Fausto rió estrepitosamente, haciendo caer las ultimas hojas sobrevivientes de los vientos del otoño y la dureza del invierno. Elena lo secundó, con la risa recatada que las monjas le habían inculcado. A Fausto le encantaba oír reír a Elena. Parecía tan ella, alejada de su necia obligación de ser perfecta, libre, viva.

-Elena, ¿cuanto tiempo llevamos sin...?-

-¿Hace cuanto que te fuiste?-.

-Casi dos años-.

-Dos años entonces-.

-Pero ahora tú estas a punto de casarte...-.

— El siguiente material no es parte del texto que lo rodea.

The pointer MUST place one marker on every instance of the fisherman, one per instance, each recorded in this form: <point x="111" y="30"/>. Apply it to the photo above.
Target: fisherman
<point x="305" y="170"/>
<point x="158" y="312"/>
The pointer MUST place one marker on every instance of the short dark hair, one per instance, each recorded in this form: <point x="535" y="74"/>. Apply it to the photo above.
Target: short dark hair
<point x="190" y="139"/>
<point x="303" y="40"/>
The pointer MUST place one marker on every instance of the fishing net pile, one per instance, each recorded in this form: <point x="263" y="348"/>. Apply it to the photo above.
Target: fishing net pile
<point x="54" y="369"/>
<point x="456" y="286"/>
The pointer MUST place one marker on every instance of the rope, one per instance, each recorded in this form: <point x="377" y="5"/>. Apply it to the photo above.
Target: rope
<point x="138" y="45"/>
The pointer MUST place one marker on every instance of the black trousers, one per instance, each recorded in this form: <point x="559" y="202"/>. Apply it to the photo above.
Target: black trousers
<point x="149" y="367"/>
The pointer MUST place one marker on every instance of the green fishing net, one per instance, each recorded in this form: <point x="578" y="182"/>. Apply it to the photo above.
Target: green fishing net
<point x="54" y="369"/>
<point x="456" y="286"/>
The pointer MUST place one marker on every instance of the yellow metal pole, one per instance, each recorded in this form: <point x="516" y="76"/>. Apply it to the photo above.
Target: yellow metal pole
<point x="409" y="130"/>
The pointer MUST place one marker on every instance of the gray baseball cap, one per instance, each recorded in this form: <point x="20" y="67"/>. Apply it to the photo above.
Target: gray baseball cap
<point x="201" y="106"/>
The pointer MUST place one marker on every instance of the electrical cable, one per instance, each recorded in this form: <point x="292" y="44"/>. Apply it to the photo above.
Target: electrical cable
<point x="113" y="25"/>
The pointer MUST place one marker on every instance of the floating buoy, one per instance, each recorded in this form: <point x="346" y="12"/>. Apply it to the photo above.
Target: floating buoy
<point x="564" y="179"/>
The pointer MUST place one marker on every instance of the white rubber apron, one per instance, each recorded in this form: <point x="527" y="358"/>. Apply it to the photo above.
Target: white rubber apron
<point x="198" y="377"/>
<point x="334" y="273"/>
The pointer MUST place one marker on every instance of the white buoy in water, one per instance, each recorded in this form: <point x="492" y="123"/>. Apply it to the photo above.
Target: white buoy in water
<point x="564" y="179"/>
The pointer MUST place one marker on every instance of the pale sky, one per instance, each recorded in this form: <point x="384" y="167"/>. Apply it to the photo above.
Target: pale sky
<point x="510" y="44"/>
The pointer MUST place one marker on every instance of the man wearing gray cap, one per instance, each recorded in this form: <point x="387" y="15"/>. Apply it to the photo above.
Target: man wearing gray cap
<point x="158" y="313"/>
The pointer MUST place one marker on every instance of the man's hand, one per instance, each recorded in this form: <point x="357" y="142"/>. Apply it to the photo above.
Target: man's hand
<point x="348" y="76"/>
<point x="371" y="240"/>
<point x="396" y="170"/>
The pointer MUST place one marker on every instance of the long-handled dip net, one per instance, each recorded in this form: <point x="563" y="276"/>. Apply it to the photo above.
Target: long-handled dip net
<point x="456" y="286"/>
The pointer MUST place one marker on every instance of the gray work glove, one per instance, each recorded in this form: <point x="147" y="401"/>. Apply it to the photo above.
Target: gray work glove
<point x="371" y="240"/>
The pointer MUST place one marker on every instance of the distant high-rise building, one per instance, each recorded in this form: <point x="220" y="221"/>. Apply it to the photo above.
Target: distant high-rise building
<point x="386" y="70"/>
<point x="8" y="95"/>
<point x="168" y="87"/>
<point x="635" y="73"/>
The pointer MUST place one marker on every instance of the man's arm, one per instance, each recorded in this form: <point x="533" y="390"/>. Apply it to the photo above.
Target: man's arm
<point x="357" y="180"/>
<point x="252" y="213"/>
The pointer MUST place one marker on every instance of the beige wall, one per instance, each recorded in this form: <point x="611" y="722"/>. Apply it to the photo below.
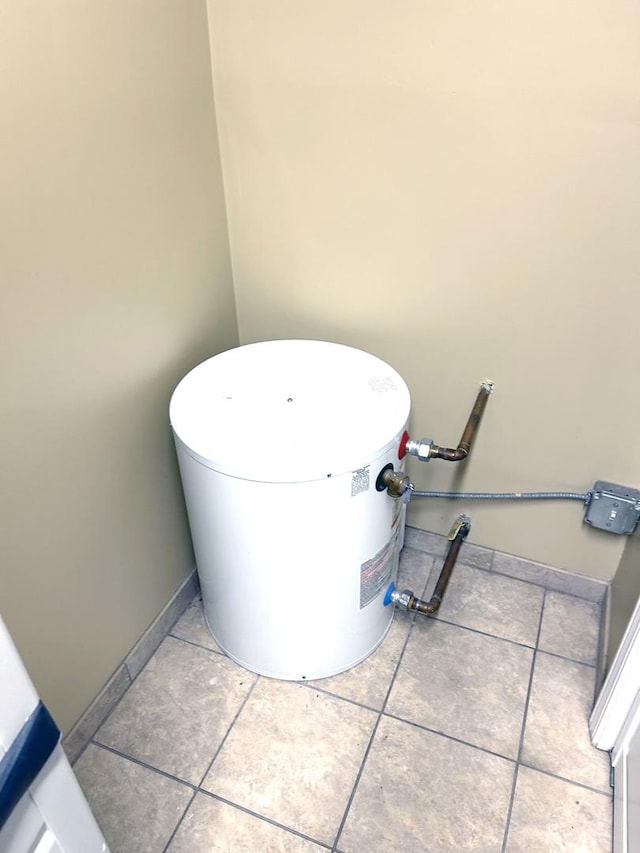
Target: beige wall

-Eso no cambiara nada, Fausto. No te importaba cuando tenía novio- clavó sus ojos en los de él-¿Porque habría de importarte ahora?-.

-En eso tienes la razón, hagamoslo entonces-.

Lentamente se dirigieron al sitio más oscuro del bosque, Fausto tomaba de la mano a Elena, guiándola con seguridad. A pesar de todo el tiempo transcurrido, ese camino no se le borraría nunca de la cabeza. Elena disfrutaba del sendero, recordando las distintas cosas que ya habían hecho explotando al máximo su imaginación.

-Llegamos- dijo Fausto.

-Sí- contestó Elena.

-¿No crees que son tonterías de adolescentes?- Fausto tragó saliva -Me parece que a nuestra edad...-.

-Calla. Tal vez lo sean, tal vez no, pero mientras nadie se entere está bien- lo abrazó gentilmente -Anda, hagamoslo-.

Fausto sonrío, sabía que Elena no podía ver su sonrisa, pero el sentía la de ella. Elena sonrío, sentía la sonrisa de Fausto y sabía que él hacía lo mismo.

-¡Mi primer beso se lo dí a una cabra!-.

-¡Mi primer beso se lo dí a mi primo René!-.

Regresaron a la luz, sonrientes, vivos, más amigos que nunca. Sabían que era un tontería, pero sentirse niños una vez más, recordar la vida que transcurrió, los secretos que guardaban (Elena amo a Fausto hasta entrar a la universidad, mientras que Fausto le había robado un beso a Elena), darse el tiempo de regresar a ese lugar y poder, por un momento, hacer que el reloj fuese para atrás, era lo que los mantenía vivos.